When One Zigs, the Other One Zags
Enter: Idiosyncratic risk. Basically, when a loss in one asset is offset by a gain in another asset, essentially, when one zigs, the other one zags. When advisors talk about portfolios with a mix of stocks and bonds, they usually warn that when stocks go up in value, bonds go down. When the stock market goes down, volatility goes up.
Generally, bonds do not offer big returns, however, they do provide regular income. They have their risks too. But the point is, with bonds backed by the U.S. Government, they are guaranteed. Bonds are less volatile despite their lower returns and sensitivity to to interest rate moves.
Will volatility bring extreme uncertainty to investors in achieving their long-term goals?
Well, guess what? Lower volatility does not necessarily mean better returns either. In fact, low volatility has been known to represent the calm before the storm. The second popular school of thought is volatility is not risk. But it is a measure of only one type of risk.
Why do we fear volatility when we just learned it could very well also signal opportunity?
Fluctuation is the Stock’s Volatility
The stock market reacts whether the news is good or bad, and at the news that is directly related to the stock market. If the Federal Reserve suggests higher rates, you know what happens. Consumer fears or politics, you know what happens.
Normally, the price of a company’s stock will fluctuate over time anyway. This fluctuation is the stock’s volatility. The up-and-down price and the fluctuations between the open and close of a trading session is the stock’s “intraday” volatility.
Traders may use 70% as being comfortable for them trade. In fact, some traders feel that the higher percentage is less risky to enter the market. So is volatility considered risk?
If the price stays relatively stable, the security has low volatility. If the security hits new highs and lows quickly, moves erratically, and has rapid increases and dramatic falls, it has high volatility.
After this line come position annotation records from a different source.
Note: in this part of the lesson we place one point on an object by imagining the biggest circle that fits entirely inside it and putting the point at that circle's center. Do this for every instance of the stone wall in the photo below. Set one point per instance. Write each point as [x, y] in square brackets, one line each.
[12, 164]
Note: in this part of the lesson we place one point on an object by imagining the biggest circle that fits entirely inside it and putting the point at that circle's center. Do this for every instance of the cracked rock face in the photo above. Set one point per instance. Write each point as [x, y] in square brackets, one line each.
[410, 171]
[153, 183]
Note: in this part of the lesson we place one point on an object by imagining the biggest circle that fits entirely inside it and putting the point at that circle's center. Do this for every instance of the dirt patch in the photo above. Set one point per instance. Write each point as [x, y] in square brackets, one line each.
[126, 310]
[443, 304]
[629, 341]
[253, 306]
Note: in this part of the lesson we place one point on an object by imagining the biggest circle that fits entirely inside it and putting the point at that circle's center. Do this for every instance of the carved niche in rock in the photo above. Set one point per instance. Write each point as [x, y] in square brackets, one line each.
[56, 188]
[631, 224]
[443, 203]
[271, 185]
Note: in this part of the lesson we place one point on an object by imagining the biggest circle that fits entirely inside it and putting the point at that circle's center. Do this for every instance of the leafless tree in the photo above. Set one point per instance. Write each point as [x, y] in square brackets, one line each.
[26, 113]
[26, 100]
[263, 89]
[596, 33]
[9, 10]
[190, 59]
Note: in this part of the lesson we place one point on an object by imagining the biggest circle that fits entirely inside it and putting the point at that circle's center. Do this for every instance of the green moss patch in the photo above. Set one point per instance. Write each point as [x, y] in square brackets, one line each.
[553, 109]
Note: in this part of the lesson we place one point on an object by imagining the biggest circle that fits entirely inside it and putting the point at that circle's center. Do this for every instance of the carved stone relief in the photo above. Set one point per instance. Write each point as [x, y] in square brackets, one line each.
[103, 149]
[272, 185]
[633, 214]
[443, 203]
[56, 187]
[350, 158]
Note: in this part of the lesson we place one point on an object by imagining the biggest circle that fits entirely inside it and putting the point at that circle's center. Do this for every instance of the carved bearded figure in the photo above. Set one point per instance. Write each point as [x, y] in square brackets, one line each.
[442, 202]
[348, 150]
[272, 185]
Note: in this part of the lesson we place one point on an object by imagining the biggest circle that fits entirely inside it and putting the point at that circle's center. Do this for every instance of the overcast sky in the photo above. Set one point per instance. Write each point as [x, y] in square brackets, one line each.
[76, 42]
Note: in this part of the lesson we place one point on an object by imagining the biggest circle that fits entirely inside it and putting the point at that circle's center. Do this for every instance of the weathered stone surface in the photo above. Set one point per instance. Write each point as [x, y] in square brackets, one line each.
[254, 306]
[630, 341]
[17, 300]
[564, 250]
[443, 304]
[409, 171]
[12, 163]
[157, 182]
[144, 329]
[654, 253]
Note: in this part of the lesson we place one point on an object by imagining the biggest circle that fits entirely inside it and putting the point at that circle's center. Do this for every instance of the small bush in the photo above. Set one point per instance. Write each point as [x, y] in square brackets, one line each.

High-anxiety-producing volatility can actually mean greater profits when low enough.
Are You A Do-It-Yourself Investor?
Investors are either totally dependent on a financial advisor or completely independent.
Unlike a financial advisor, DIY independent investors do not make investing their full-time job. Are they good at it? Sure. Some are, and, of course, some aren’t.
Advisors admit they know DIYs who rarely discuss their dealings with their spouses. Hefren-Tillotson advisors take the time, preparation and personal attention necessary to get to know each and every spouse, because building relationships is vital to success.
What happens to the remaining spouse if the DIY-investing spouse gets sick or dies?
Advisors have had to face this over the years and say each situation is extremely challenging. The remaining spouse has no idea what he and she has, had, or what they own. And worse yet, no idea what to do with it all and who to call for help.
As one DIY investor and Forbes contributor said a few years back: “All it takes is learning to manage the risk side of the investment equation, developing a routine for keeping on top of one’s portfolio, having a contingency plan for “what if” situations, and seeking out a like-minded professional to use as a sounding board and trusted colleague.”
It sure sounds like a pretty good description of a financial advisor, doesn’t it?